---
name: kql
description: "KQL language expertise for writing correct, efficient Kusto Query Language queries. Covers syntax gotchas, join patterns, dynamic types, datetime pitfalls, regex patterns, serialization, memory management, result-size discipline, and advanced functions (geo, vector, graph). USE THIS SKILL whenever writing, debugging, or reviewing KQL queries — even simple ones — because the gotchas section prevents the most common errors that waste tool calls and cause expensive retry cascades. Trigger on: KQL, Kusto, ADX, Azure Data Explorer, Fabric Real-Time Intelligence, EventHouse, Log Analytics, log analysis, data exploration, time series, anomaly detection, summarize, where clause, join, extend, project, let statement, parse operator, extract function, any mention of pipe-forward query syntax."
---

# KQL Mastery

> **Try it yourself**: All `✅` examples in this skill can be run against the public help cluster:
> `https://help.kusto.windows.net`, database `Samples` (contains `StormEvents`, `SimpleGraph_Nodes`/`Edges`, `nyc_taxi`, and more).

## 1. KQL Basics

Kusto Query Language (KQL) is a pipe-forward query language for exploring data. It is the native query language for Azure Data Explorer (ADX), Microsoft Fabric Real-Time Intelligence (EventHouse), Azure Monitor Log Analytics, Microsoft Sentinel, and other Microsoft data services.

### Pipe-forward syntax

KQL queries are a chain of operators separated by `|`. Data flows left to right:

```kql
StormEvents                          // start with a table
| where State == "TEXAS"             // filter rows
| summarize count() by EventType     // aggregate
| top 5 by count_ desc              // limit results
```

### Query vs management commands

KQL has two execution planes:

| Plane | Starts with | Examples |
|-------|-------------|----------|
| **Query** | Table name, `let`, `print`, `datatable` | `StormEvents \| where State == "TEXAS"` |
| **Management** | `.show`, `.create`, `.set`, `.drop`, `.alter` | `.show tables`, `.show table T schema` |

Management commands can be followed by query operators (the output is tabular), but the entire request runs on the management plane. You cannot start with a query and pipe into a management command.

```kql
// ✅ WORKS — management command piped to query operators
.show tables | project TableName | where TableName has "Events"

// ❌ WRONG — query piped into management command
StormEvents | take 5 | .show tables
```

When in doubt: if the first token starts with `.`, it's a management command. For a full catalog of schema exploration commands, see `references/discovery-queries.md`.

## 2. Dynamic Type Discipline

KQL's `dynamic` type is flexible but strict in certain contexts.
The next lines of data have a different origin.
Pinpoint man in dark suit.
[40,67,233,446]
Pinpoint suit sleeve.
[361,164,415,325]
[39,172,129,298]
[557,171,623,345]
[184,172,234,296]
A common mistake is using a dynamic column in `summarize by`, `order by`, or `join on` without casting.

**The rule**: Any time you use a dynamic-typed column in `by`, `on`, or `order by`, wrap it in an explicit cast.

```kql
// ❌ ERROR: "Summarize group key ... is of a 'dynamic' type"
StormEvents | summarize count() by StormSummary.Details.Location

// ✅ FIX
StormEvents | summarize count() by tostring(StormSummary.Details.Location)
```

```kql
// ❌ ERROR: "order operator: key can't be of dynamic type"
StormEvents | order by StormSummary.TotalDamages desc

// ✅ FIX
StormEvents | order by tolong(StormSummary.TotalDamages) desc
```

```kql
// ❌ ERROR in join: dynamic join key
StormEvents | join kind=inner (PopulationData) on $left.StormSummary == $right.State

// ✅ FIX — cast both sides
StormEvents
| extend State_str = tostring(StormSummary.Details.Location)
| join kind=inner (PopulationData) on $left.State_str == $right.State
```

**Self-correction**: When you see "is of a 'dynamic' type" in an error, add `tostring()`, `tolong()`, or `todouble()`.

## 3. Join Patterns & Pitfalls

KQL joins have constraints that differ from SQL.

### Equality only
KQL join conditions support **only `==`**. No `<`, `>`, `!=`, or function calls in join predicates.

```kql
// ❌ ERROR: "Only equality is allowed in this context"
StormEvents | join (nyc_taxi) on geo_distance_2points(BeginLon, BeginLat, pickup_longitude, pickup_latitude) < 1000

// ✅ WORKAROUND — pre-bucket into spatial cells, then join on cell ID
StormEvents
| extend cell = geo_point_to_s2cell(BeginLon, BeginLat, 8)
| join kind=inner (nyc_taxi | extend cell = geo_point_to_s2cell(pickup_longitude, pickup_latitude, 8)) on cell
```

For range joins, pre-bin values: `| extend bin_val = bin(Value, 100)`, then join on `bin_val`. Note: values near bin boundaries may land in adjacent bins — consider checking neighboring bins or overlapping the range for precision.

### Left/right attribute matching
Both sides of a join `on` clause must reference **column entities only** — not expressions, not aggregates.

```kql
// ❌ ERROR: "for each left attribute, right attribute should be selected"
StormEvents | join kind=inner (PopulationData) on $left.State

// ✅ FIX — specify both sides explicitly
StormEvents | join kind=inner (PopulationData) on $left.State == $right.State
```

### Cardinality check before large joins
**Always** check cardinality before joining tables with >10K rows. A cross-join explosion was the source of the single `E_RUNAWAY_QUERY` error (25K × 195 = potential 4.8M rows).

```kql
// Before joining, check how many rows each side contributes
StormEvents | summarize dcount(State)        // → 67 distinct states
PopulationData | summarize dcount(State)     // → 52 — safe to join
```

## 4. Regex in KQL

KQL handles regex natively — no need for Python.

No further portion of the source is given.